Although it develops into an ensemble piece, our introduction to the cast is Julia Capello, working three jobs to pay college fees to complete her accounting qualification. It’s a breadline existence, and Julia’s narrative captions reveal a gaping relationship hole in her life, yet while the jobs enable her to meet people, there’s little time left over to meet them properly. Her counterpart is John Markham, newly divorced from a cheating wife, and very reluctantly going along with a friend’s advice to put himself about. This results in a succession of uncomfortable situations.

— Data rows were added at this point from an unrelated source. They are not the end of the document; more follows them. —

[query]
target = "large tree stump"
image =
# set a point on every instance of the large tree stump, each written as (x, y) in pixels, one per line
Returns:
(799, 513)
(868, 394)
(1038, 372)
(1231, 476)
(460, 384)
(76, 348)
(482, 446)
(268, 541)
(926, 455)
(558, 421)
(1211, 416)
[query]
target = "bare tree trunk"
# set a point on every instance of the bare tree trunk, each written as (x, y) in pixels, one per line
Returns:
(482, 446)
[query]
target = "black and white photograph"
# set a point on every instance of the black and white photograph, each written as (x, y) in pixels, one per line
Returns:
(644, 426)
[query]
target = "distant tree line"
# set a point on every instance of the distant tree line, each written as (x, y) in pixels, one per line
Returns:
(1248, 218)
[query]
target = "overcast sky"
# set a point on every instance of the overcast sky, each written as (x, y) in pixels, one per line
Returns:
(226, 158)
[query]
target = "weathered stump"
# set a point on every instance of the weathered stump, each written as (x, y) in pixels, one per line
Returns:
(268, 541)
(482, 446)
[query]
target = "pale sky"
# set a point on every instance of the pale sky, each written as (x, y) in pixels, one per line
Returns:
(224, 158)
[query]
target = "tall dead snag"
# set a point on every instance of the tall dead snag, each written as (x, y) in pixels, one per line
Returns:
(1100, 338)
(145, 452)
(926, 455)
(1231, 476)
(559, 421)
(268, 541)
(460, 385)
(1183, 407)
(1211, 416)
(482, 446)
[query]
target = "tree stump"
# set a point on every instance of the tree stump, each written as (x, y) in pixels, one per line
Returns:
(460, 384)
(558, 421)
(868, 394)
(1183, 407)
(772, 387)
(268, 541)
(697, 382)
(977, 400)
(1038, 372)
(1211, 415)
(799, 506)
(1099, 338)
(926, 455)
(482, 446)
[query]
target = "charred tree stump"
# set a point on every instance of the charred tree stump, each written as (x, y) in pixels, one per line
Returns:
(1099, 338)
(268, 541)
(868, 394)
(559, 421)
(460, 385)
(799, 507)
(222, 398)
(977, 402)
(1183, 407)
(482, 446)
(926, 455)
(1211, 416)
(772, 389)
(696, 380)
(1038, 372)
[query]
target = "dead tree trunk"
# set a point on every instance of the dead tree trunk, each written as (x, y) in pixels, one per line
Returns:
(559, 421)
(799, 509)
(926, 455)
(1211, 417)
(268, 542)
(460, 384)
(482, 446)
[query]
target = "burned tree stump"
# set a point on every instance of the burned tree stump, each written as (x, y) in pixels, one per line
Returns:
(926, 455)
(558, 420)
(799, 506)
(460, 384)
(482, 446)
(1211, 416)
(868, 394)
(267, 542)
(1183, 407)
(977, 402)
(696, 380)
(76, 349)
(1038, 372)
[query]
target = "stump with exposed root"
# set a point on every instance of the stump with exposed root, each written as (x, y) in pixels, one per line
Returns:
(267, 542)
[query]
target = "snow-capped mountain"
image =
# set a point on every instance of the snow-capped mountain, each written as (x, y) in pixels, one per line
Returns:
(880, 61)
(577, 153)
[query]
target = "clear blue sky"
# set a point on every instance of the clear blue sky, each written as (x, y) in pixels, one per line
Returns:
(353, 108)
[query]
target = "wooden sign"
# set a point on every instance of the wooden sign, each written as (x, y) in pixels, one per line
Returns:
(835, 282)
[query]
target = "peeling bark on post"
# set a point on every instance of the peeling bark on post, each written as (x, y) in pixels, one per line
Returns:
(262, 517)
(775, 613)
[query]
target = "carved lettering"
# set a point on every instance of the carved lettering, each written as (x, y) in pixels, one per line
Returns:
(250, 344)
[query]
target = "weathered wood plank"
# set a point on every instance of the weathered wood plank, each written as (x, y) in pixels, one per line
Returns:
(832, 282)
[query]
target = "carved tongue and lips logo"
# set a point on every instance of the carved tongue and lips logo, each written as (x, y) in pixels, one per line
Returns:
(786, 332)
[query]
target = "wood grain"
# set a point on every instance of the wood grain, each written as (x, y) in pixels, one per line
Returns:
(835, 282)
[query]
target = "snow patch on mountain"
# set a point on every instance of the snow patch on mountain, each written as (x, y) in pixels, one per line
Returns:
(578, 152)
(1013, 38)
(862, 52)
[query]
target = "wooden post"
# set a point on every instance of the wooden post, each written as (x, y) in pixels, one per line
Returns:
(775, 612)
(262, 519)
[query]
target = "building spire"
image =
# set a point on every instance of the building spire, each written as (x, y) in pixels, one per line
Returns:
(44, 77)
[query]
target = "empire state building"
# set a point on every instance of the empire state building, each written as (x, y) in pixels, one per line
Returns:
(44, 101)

There’s an inevitability that Julia and John will get together, but co-writers Jenny Cheung and Matt Hawkins twist the circumstances to ensure it’s more complicated than that. By then they’ve already established our sympathies for two decent people, increased by the subtle way Li poses them. However, while the opening chapter establishing Julia, John and their orbits hits all the right notes, once they do have time for a date matters take an unconvincing turn. The topic has been introduced earlier via a conversation between John and his more worldly business partner, but the adoption of an arrangement is too easily suggested and accepted. While it makes sense of the title, it’s artificial, and seems primed to generate future problems, not least with Julia’s mother. There’s the feeling that Sugar might read better if the creators hadn’t attempted to sensationalise what could have been an effective, old-fashioned romantic drama instead of heading into Pretty Woman territory. That sort of project sells in Japan, where Li also draws comics, so why not to an English-speaking audience.
The same creative team also produce the more successful Swing, and like that Sugar includes what for comics are explicit sex scenes. These are poorly judged. It’s one way erotica, with plenty of scenes of Julia and other women topless, but John always discretely covered. It’s a halfway house and fudged opportunity. Li draws attractive people, but is also good with signs of ageing, so not everyone is model perfect. At times her backgrounds could be more populated, but Sugar is very nicely drawn.
Volume Two is advertised as due for publication in Summer 2019, a date that’s long passed with no continuation. Unless you’re really caught up in Julia and John’s lives, though, that’s no problem as the story can effectively end with the final pages, although they are standard Hollywood schmaltz, down to the rainfall, and could well elicit an audible groan at the cliché.
Sugar is an attempt to provide something different for American graphic novel audiences, but drops between a few stools, not well enough formulated to appeal as far as intended.